I generally avoid books set in the modern U.S., and when I read them I don’t like them. This book is an exception.
The Language of Flowers tells the story of Victoria Jones, who’s emancipated from the foster care system at age 18--with no friends, no money, no work experience and nowhere to go. (Fortunately, she knows a lot about flowers.) It also tells the parallel story of the one placement that almost led to her adoption at age 10, and how that went badly wrong. The parallel storylines work really well here, keeping the suspense high and illuminating aspects of the story that might not have been obvious otherwise.
This is a story that can only be told in the first person. Victoria is one of the most honestly written, authentic characters I’ve encountered in a long time, and although my background is nothing like hers, it was easy to relate. This is an emotional book--because as it turns out, the most difficult obstacles Victoria has deal with aren’t finding work or an apartment (although that isn’t easy), but connecting with people after a lifetime of rejection. But don’t think for a moment that this book is trite or sentimental. Instead, it deals with difficult relationships and emotions in an entirely genuine way, without pulling any cheap tricks. Which makes it an incredibly powerful book, and for that, I can’t recommend it enough.

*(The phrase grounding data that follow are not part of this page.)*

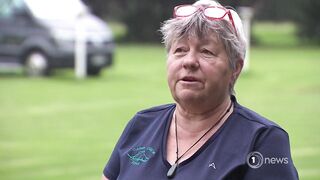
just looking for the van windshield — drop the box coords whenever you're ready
[25,0,88,20]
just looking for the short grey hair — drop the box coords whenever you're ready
[160,0,247,94]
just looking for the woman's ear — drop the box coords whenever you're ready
[232,59,244,82]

Cynical readers might notice (as some reviewers have pointed out) that Victoria gets very lucky, both in business and in the people she meets. It’s easy to envision her winding up addicted to drugs, with a no-good and possibly abusive boyfriend, and unable to find work of any kind. But that isn’t this book; this isn’t a book about how being in the system is likely to lead someone to wind up on the streets or in prison, but about how being in the system can leave someone so emotionally damaged that even when she has an opportunity, it’s virtually impossible for her to lead a normal life. And so, yes, Victoria has that opportunity and the end is hopeful. It worked for me.

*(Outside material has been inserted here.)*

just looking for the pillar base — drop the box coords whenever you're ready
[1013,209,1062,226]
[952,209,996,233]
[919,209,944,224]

I will say that while Victoria is an excellent, fully-fleshed-out character, the development of some of the other characters was not quite as good. And while the writing style is good for the most part--Diffenbaugh is a good writer; this isn’t your average pop lit--there were a few eyebrow-raising sentences of the “Putting on my clothes, I went outside and unloaded the truck” variety (she unloaded the truck while putting on her clothes?). But these quibbles pale in comparison to the overall excellence of the book, which I would recommend to anyone, not just those who normally read this sort of thing. Because, hey, I don’t, and I still loved it.
Also, there’s a dictionary of flower meanings at the end, which is just awesome.